In [1]:
#Author Alex J. Yang, alexjieyang@outlook.com
import numpy as np
import pandas as pd

In [2]:
cd E:\Patent

E:\NETDATA\Patent


# Load data

In [3]:
df1 = pd.read_csv('Inventor\g_patent_inventor.csv.zip')

In [4]:
df1.columns

Index(['patent_id', 'inventor_id', 'location_id', 'date'], dtype='object')

In [5]:
df1.dropna(subset = 'location_id' , inplace = True)

In [6]:
df2 = df1.groupby(['inventor_id'])['patent_id'].count().reset_index()
df2.columns = ['inventor_id' , 'Productivity']

In [9]:
df2 = df2[df2['Productivity']>=2].copy()
df1 = df1[df1['inventor_id'].isin(df2['inventor_id'])].copy()

In [10]:
len(df1)

20140278

In [11]:
len(df2)

2283542

# Count #unique locations for each author

In [12]:
dff = df1.groupby('inventor_id')['location_id'].nunique().reset_index()
dff.columns = ['inventor_id','#locations']

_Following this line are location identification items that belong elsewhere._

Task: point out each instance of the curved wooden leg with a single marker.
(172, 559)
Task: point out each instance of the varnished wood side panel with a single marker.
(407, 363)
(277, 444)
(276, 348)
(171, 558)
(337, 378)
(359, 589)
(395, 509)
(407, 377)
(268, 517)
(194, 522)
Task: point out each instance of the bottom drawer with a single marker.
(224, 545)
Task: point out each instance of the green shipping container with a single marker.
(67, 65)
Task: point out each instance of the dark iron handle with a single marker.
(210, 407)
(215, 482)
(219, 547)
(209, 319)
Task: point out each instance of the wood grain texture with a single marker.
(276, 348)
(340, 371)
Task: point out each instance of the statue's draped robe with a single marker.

I choose the authors with mutiple insitutions, as these authors move at least once

In [13]:
dff = dff[dff['#locations']>1]

In [14]:
df1 = df1[df1['inventor_id'].isin(dff['inventor_id'])].copy()

# Sort papers based on the inventor_id and Publication date

In [16]:
df1.sort_values(['inventor_id','date'],inplace=True)

## calculate the moving point

In this part, I use the  location_id and formerlocation_id to determine the moving point.
For a scientist, in her career, if the current location_id is different from the former one, I consider it as the moving point.

Note that this may raise error when it comes to the junction of two authors.
To address this issue, I use the inventor_id and formerinventor_id to determine if this is the author's last publication in her careers,
and I remove the moving points in the last publications for each author

In [18]:
df1['formerlocation_id'] = np.concatenate( [[11944219.0], df1['location_id'].values[:-1]])
df1['ifMove'] = 0
df1.loc[df1['location_id'] != df1['formerlocation_id'] , 'ifMove']=1

remove the moving points in the last publications for each author

In [20]:
# df1['formerinventor_id'] = np.concatenate( [ [0] , df1['inventor_id'].values[:-1]])
# df1['ifLastPub'] = df1['inventor_id'] - df1['formerinventor_id']
# df1['ifLastPub'] = df1['ifLastPub'].apply(lambda x:0 if x==0 else 1)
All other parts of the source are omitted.